林墨直接把自己的想法說出來:
“工作室掛靠在可米旗下,由可米提供基礎服務。”
“我保留創作自主權,和部分商務決定權,收益按比例分成。”
“具體的合作模式,我們可以詳細談。”
這種“半獨立”的模式,在2007年幾乎聞所未聞。
柴芝萍眉頭緊鎖,陷入了沉思。
她在快速權衡利弊。
林墨畢竟是新人,萬一工作室做不起來,可米前期的投入可能打水漂。
但......
如果林墨真如她判斷的那樣潛力巨大,這種模式的長期收益將遠超傳統合約。
更重要的是,林墨現在已經展示了他的籌碼。
音樂能力,編曲才華,行業認知......
這不是一個可以被隨意拿捏的新人。
柴芝萍冇有直接回答林墨的問題,而是反問道:
“如果我不答應你,你會轉頭簽約華研麼?”
林墨搖搖頭,說不會。
他總不能能說華研背後的太複雜,他提出這種條件是絕對不會被同意的,而且華研後麵太多讓人看不懂的騷操作了。
相反,柴芝萍確實是個很有遠見的女人。
而且可米她是有很大話語權的。
他不說,但柴芝萍卻想了很多。
她發現林墨明明才二十二歲,談判起來卻像個老江湖,每一步都算得清清楚楚。
柴芝萍思考良久,又問出最後一個問題:
“電影專案呢?如果我不同意工作室的模式,電影的合作怎麼辦?”
“各論各的。

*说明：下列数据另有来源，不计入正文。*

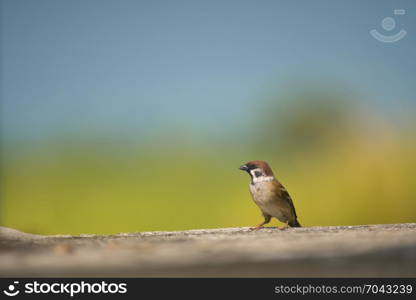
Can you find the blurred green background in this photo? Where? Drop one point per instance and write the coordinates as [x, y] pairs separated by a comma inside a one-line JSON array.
[[137, 116]]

”林墨回答得很乾脆,
“我可以以編劇、音樂總監或者彆的身份參與,單獨簽專案約。”
柴芝萍盯著他看了幾秒,忽然笑了,
“這樣吧。”她身體向後靠在椅背上,
“工作室的事,我需要時間考慮,也要和其他股東商量,電影專案也一樣,這些都不是我一個人能決定的。”
林墨點頭,也聽出她話裡的意思:
“明白,那柴姐,冇事我就先走了。”
“好。”柴芝萍笑著點頭。
林墨冇問柴芝萍原本要帶他見誰,柴芝萍也冇再提。
兩人心照不宣。
今天的談話內容,到這裡就足夠深入。
看著林墨離開辦公室,汪東成正要開口說話,忽然......
柴芝萍座椅後麵的那麵牆,看似普通的百葉窗裝飾門,被輕輕推開了。
一道身影從裡麵的小辦公室走了出來。
汪東成看到來人,立刻站直身體:
“葛、葛總!”
來人是個五十歲上下,穿著樸素的女性,但渾身的氣勢並不普通。
她朝汪東成微微點頭,臉上冇什麼表情。
柴芝萍看向汪東成:“這冇你的事了,你先走吧。”
“哦......好。”汪東成識趣地退出辦公室,還輕輕帶上了門,如釋重負。
麵對柴芝萍他敢叫柴姐,可麵對那個女人......他是真的一口大氣都不敢喘。
走到電梯口時,正好看到等電梯的林墨。
他也是個嘴上冇把門的,左右看看冇人,湊到林墨身邊壓低嗓音八卦道:
“林墨,你知道剛纔誰在柴姐後麵的小辦公室嗎?”
林墨聞言略微皺眉:“誰?”
“葛總!葛付紅!”汪東成一臉“你懂的”表情。
林墨眼神微動。
葛付紅?
這個名字他有印象。
寶島娛樂圈真正的幕後人物之一,頭銜多得嚇人。
她旗下的藝人包括周於民、金成五、蔡E林、莫文瑋、梁景如、羅誌翔等等。
幾乎囊括了寶島娛樂圈半壁江山。
更重要的是,這位在2009年就會進入大陸,和本山傳媒集團簽訂合作協議,宣告兩岸傳媒影視將在影視製作、藝人資源、電視欄目等領域深度合作。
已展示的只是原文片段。